As shown in FIG. 3, the apparatus functions to monitor vapor pressure within the vapor recovery pathway and transmit that pressure to the dispenser to control dispenser functions, primarily the actuation of the vapor recovery pump to maintain proper underground storage tank pressure. As shown, the pressure transducer 24 is operatively connected to the vapor recovery pathway 22 via tap 26. Transducer 24 receives pressure and transmits the pressure as a signal S to the RF transponder 28. It will be noted that if RF transponder 28 is an active transponder, a power supply (not shown) is required. The RF transponder converts the signal S to a radio frequency signal RF which is transmitted to the dispenser 30 which houses a radio receiver 32. The radio receiver 32 is operatively connected to a signal converter 34 (or a programmable chip 35) to adjust or control dispenser functions. Examples of monitoring and adjustment are detecting system failures, ORVR refueling, nozzle shutoff, etc. that may require change or shutoff of dispenser fuel pump activity. For example, if there is excess fuel in a balanced vapor return hose, refueling of a conventional automobile will show an increase in vapor pressure. The RF signal can be processed and generate a code to drain fuel out of the vapor recovery pathway. Or, by way of an illustrated example, if an ORVR equipped vehicle is refueling on a vacuum assist vapor recovery system, the pressure in the vapor recovery pathway will be different than a non-ORVR vehicle. The signal converter 34 sends an actuation signal 36 to the vapor recovery pump 38, which is operatively connected to the fuel storage tank 40, for actuation to maintain proper vapor pressure within the fuel storage tank 40.
It will be appreciated from the drawings that the novel monitoring apparatus is contained adjacent the nozzle or in the nozzle itself and transmits a signal by radio waves to control the vapor recovery tank. The monitored vapor pressure within the vapor recovery pathway is directly related to the underground storage tank pressure and is used to monitor and maintain proper vapor pressure in the storage tank.

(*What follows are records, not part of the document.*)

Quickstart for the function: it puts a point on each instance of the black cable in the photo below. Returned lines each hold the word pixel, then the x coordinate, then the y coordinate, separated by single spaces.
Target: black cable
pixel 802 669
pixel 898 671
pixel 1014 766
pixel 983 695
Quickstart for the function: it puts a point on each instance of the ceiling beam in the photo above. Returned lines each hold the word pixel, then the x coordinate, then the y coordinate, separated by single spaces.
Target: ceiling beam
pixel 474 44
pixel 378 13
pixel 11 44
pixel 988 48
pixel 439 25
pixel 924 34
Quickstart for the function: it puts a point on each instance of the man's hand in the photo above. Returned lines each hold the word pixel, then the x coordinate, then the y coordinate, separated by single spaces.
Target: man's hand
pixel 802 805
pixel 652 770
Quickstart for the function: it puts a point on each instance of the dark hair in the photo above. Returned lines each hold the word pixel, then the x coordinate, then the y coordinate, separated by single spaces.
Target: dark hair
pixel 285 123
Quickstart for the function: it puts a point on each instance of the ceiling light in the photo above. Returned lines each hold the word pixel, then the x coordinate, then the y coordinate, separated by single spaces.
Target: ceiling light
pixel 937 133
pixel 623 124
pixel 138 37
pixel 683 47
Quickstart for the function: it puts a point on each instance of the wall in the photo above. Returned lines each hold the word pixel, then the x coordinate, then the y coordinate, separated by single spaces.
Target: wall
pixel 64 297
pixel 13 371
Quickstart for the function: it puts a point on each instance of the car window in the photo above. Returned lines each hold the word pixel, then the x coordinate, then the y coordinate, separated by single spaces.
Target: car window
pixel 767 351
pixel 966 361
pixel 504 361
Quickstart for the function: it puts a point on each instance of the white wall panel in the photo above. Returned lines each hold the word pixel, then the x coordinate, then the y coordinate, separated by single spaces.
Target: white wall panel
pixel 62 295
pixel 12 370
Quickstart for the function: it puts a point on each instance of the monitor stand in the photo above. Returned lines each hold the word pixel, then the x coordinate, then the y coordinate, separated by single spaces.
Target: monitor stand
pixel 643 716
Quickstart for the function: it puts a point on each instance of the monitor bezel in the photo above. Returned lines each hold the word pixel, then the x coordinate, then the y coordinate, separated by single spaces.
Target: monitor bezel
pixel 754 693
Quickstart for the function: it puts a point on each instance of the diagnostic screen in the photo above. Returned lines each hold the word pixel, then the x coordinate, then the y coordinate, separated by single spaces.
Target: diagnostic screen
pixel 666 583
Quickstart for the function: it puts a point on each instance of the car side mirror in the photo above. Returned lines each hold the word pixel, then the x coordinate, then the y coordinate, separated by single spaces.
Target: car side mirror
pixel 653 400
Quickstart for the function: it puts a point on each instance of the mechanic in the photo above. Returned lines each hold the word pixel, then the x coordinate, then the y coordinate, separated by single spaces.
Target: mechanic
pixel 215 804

As stated above, proper vapor pressure is maintained by sending an actuation signal based on the monitored pressure which can actuate or turn on the vapor recovery pump, turn off the pump, speed up or slow down the pump.
As will be appreciated, other dispenser functions can be controlled by the RF receiver and appropriate signal converter or preprogrammed chip 35 based upon the monitored vapor pressure without departing from the scope of the appended claims. Therefore, the foregoing description and accompanying drawings are intended to be illustrative only and should not be construed in a limiting sense.